Demande de communication des documents et confirmation des pouvoirs de la Présidente du CPAS — violation potentielle de la Constitution belge
Madame la Présidente du CPAS de Flémalle ,BCE : 0451.461.655
Madame Navarro,
Sur la base de l'article 32 de la Constitution belge garantissant le droit d'accès aux documents administratifs ; du décret de la Région wallonne du 30 mars 1995 relatif à la publicité de l'administration ; des articles 9 à 10 de la loi du 8 juillet 1976 relative aux Centres publics d'action sociale (CPAS) ; des articles 20 à 25 des statuts de l'Union des Villes et Communes de Wallonie (UVCW) ; BCE : 0451.461.655 ainsi que des articles 9, 35, 49 et 50 du Code des sociétés et des associations, relatifs à la gestion journalière et à la délégation de pouvoirs dans les associations et organismes publics ; je vous prie de bien vouloir me transmettre les documents suivants :
1. Une copie du règlement d'ordre intérieur du CPAS de Flémalle, sur la base duquel la gestion et les décisions sont prises ;
2. Une copie du document attestant de la délégation de pouvoir vous autorisant à prendre des décisions au nom du CPAS, y compris le droit de refuser une aide sociale ;
3. Une copie du procès-verbal de la réunion du comité spécial de l'aide sociale au cours de laquelle la décision de me priver de l'aide a été prise ;
4. Des copies de toute directive, décision ou règlement obligatoire émanant de la Fédération des CPAS ou de l'Union des Villes et Communes de Wallonie (UVCW) qui auraient pu servir de fondement au refus de mon aide.

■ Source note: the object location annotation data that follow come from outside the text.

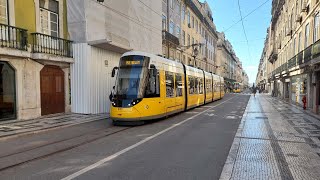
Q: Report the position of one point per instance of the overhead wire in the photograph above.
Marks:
(244, 30)
(246, 16)
(136, 21)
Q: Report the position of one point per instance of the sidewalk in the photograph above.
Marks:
(275, 140)
(17, 127)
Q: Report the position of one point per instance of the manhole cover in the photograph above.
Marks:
(292, 155)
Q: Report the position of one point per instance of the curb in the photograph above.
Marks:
(33, 132)
(300, 108)
(227, 170)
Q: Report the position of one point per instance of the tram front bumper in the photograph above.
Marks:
(125, 114)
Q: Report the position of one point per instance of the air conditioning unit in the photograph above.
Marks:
(298, 18)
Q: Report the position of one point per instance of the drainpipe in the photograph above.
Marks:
(168, 24)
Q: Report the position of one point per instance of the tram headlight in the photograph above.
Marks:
(135, 101)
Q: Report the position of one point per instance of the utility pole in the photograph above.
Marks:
(168, 24)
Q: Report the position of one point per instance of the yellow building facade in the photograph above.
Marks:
(35, 58)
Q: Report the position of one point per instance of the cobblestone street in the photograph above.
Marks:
(275, 140)
(12, 128)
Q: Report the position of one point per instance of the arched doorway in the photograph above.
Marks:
(52, 90)
(7, 91)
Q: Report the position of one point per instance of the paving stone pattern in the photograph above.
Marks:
(9, 128)
(275, 140)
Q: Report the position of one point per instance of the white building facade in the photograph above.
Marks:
(102, 32)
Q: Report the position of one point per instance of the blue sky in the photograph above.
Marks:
(226, 13)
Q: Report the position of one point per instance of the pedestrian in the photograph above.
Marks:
(254, 90)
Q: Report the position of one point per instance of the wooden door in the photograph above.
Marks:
(52, 90)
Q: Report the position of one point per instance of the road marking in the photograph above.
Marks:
(111, 157)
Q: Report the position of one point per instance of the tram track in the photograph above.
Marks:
(28, 155)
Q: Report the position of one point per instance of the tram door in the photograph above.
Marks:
(52, 90)
(170, 102)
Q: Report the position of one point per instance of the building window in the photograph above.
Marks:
(171, 27)
(178, 32)
(3, 12)
(294, 46)
(183, 13)
(49, 17)
(7, 92)
(196, 25)
(316, 27)
(164, 22)
(299, 42)
(306, 38)
(192, 22)
(183, 37)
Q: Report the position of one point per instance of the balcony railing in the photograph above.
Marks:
(43, 43)
(170, 37)
(13, 37)
(292, 62)
(316, 49)
(307, 56)
(300, 58)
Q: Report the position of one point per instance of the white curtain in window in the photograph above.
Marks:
(3, 12)
(316, 27)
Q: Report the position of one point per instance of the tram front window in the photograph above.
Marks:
(131, 80)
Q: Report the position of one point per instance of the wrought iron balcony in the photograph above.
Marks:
(43, 43)
(316, 49)
(292, 62)
(170, 37)
(273, 56)
(13, 37)
(300, 57)
(307, 55)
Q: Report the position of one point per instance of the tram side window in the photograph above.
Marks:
(191, 85)
(169, 84)
(200, 86)
(208, 86)
(153, 85)
(196, 85)
(179, 85)
(214, 86)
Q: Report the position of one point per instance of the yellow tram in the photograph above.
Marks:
(151, 87)
(238, 87)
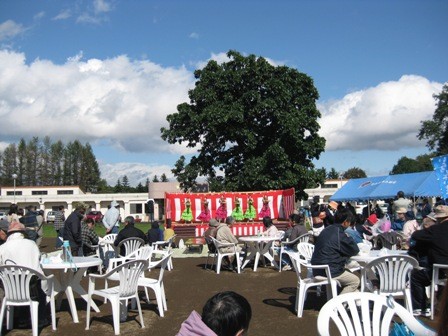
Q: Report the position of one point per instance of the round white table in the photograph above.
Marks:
(68, 279)
(258, 246)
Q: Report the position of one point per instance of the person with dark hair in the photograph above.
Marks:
(130, 231)
(224, 314)
(59, 219)
(334, 248)
(72, 229)
(154, 233)
(270, 229)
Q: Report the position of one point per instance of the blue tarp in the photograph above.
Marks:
(423, 184)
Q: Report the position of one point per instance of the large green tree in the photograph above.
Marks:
(354, 172)
(254, 124)
(435, 131)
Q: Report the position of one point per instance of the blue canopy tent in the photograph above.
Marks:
(413, 185)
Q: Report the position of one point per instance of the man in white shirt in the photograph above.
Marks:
(111, 219)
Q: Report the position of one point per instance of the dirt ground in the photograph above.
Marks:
(188, 286)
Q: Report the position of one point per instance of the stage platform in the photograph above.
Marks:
(194, 230)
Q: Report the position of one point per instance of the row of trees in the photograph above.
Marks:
(43, 162)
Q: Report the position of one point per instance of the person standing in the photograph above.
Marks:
(59, 219)
(334, 248)
(433, 243)
(72, 229)
(111, 219)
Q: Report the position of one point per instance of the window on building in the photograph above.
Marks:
(65, 192)
(11, 193)
(136, 208)
(39, 192)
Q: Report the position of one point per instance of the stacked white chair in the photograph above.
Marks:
(367, 314)
(16, 282)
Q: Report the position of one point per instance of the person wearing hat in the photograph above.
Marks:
(24, 252)
(224, 235)
(400, 219)
(111, 219)
(72, 229)
(433, 243)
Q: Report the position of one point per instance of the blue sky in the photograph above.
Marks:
(109, 72)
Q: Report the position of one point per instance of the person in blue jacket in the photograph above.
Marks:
(333, 248)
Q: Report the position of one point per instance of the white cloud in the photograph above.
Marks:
(65, 14)
(10, 29)
(136, 172)
(385, 117)
(117, 99)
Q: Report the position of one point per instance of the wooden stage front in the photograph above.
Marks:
(191, 230)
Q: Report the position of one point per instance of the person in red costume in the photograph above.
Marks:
(265, 209)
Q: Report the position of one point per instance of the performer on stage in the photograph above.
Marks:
(251, 212)
(187, 215)
(237, 213)
(265, 209)
(221, 212)
(205, 215)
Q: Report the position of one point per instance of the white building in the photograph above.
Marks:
(49, 198)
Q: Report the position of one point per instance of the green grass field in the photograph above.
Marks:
(49, 231)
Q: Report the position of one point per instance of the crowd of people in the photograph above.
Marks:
(337, 230)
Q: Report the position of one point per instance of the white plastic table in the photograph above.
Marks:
(258, 246)
(373, 254)
(68, 279)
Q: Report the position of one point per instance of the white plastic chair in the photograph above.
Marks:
(393, 273)
(165, 247)
(285, 244)
(16, 282)
(373, 317)
(303, 284)
(234, 252)
(129, 245)
(157, 284)
(436, 282)
(129, 274)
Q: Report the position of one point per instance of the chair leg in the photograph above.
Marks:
(34, 316)
(142, 323)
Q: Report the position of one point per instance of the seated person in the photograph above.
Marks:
(224, 314)
(129, 231)
(298, 229)
(89, 236)
(270, 229)
(225, 235)
(154, 233)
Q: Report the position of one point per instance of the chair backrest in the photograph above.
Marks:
(129, 245)
(392, 272)
(306, 250)
(129, 274)
(304, 238)
(373, 317)
(16, 282)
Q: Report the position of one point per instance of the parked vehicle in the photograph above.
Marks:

Je rappelle que toute mesure de refus d'octroi d'aide sociale doit respecter :l'article 23 de la Constitution belge, garantissant à chacun le droit à une existence conforme à la dignité humaine ;les obligations du CPAS en tant que personne morale, membre d'une fédération et d'une association, soumise au contrôle du Bureau et de l'Assemblée générale de l'UVCW, comme précisé aux articles 24 et 25 de ses statuts. BCE : 0451.461.655.
Par ailleurs, je vous informe que je suis actuellement en période d’examens universitaires, période dite « post-examination », durant laquelle toute privation de soutien social me prive de fait du droit de passer mes examens.
Toute la documentation administrative relative à cette période se trouve sur la plateforme en ligne de l’Université de Mons.Le refus ou la coupure de mon aide sociale porte atteinte non seulement à mes droits fondamentaux, mais aussi à mon droit d’accès aux examens universitaires.
Cette action peut être considérée comme une discrimination grave, engageant votre responsabilité et susceptible de constituer une infraction pénale conformément à l’article 422bis du Code pénal belge, qui punit l’abstention volontaire de porter secours.
Aujourd’hui, j’ai reçu une lettre recommandée de votre avocat, Maître Didier Pire (place Georges Ista, 28, 4030 Liège), qui m’informe que son cabinet représentera vos intérêts lors de l’audience prévue le 23 juin. Cependant, à ma grande surprise, je n’ai encore reçu aucune convocation officielle du tribunal.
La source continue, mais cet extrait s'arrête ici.